In America and elsewhere, enthusiasm for eugenics was broadly supported by elites. In Britain, people as varied as Winston Churchill and George Bernard Shaw embraced its goals, and there was lively debate about how much the state itself should control reproduction of individuals. Eugenic science especially appealed to Fabian socialists, who saw it as further justification for abolishing class — after all, once the playing field was level the effect of heredity could finally express itself clearly and be studied.

In this country, eugenic theory and practice engaged the likes of Theodore Roosevelt, the birth control crusader Margaret Sanger and leaders of the Carnegie and Rockefeller foundations. It galvanized temperance advocates, suffragists, and liberal American churches and synagogues. Citizens enthusiastically entered "Fitter Family" and "Better Baby" contests.

Bruinius sees America's leading role in the eugenics movement as a reflection of its utopianism. "Seeing their country as a land of innocence, many Americans had long clung to the idea of self-purification, attempting to excise that which posed a danger to the social good," he writes. "Eugenics would combine an American self-consciousness with the new and unimpeachable authority of Science."

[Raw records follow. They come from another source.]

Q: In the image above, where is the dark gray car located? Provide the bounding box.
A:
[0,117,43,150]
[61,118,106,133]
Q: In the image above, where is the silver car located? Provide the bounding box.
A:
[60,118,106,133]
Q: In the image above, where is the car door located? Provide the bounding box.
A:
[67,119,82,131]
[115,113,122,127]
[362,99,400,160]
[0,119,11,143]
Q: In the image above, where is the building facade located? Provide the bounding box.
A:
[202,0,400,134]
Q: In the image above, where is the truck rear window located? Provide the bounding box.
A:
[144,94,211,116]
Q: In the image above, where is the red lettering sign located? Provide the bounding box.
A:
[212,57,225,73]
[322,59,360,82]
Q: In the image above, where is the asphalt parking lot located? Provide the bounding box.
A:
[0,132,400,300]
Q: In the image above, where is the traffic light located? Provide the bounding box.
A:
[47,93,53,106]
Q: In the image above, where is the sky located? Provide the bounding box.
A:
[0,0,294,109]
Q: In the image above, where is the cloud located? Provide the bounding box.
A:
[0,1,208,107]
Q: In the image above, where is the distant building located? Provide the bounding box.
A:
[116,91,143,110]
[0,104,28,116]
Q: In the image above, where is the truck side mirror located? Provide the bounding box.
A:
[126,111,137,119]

In the decade after Buck v. Bell, Canada, Denmark, Finland, France, Sweden, Norway and Japan all passed sterilization laws. But it was the influence of American eugenicists on the Nazis that is most chilling. Bruinius describes how Hitler modeled Germany's sterilization policies on California's 1909 sterilization law. While reports of Nazi racial policies provoked a growing outcry among the American public, eugenicists themselves remained enthusiastic, with some traveling to Germany to study its program. In 1936, Laughlin received an honorary doctorate from Heidelberg University for his work in racial hygiene, and two years later he advised Congress to keep Jews seeking political asylum out of the United States even after the Kristallnacht pogrom.

Meanwhile, the poor quality of Laughlin's work was catching up with him. In 1935 a special committee issued a scathing report on the Eugenics Records Office, and in 1939 it was shut down by the president of the Carnegie Institution (its main backer), who cited the insufficiency of the research and, ironically, Laughlin's poor health. While eugenicists had trouble selling their idea of racial purity in the wake of the Holocaust, many states continued sterilizing patients in mental institutions until the mid-1960's, when sterilization laws finally fell into disuse. In the end, more than 65,000 mentally ill and developmentally disabled people in 33 states underwent the procedure. Some later sued the states for what one victim called "sexual murder." Several states have issued formal apologies, though Buck v. Bell remains standing to this day.

Bruinius stakes out little new ground beyond that already covered in Daniel Kevles's more substantial study, "In the Name of Eugenics" (1985). And his decision to pay minimal attention to the scientific ideas behind eugenics lightens the narrative at the cost of a fuller understanding of what fueled the passions of eugenicists. Bruinius ends by asking whether biotechnology and genetic engineering will usher in an age in which "genocide — cultural, ethnic or genetic — can seem a rational and desirable goal." Despite this melodramatic ending, his story is one worth hearing, and heeding.

Sally Satel, a physician, is a resident scholar at the American Enterprise Institute and co-author of "One Nation Under Therapy."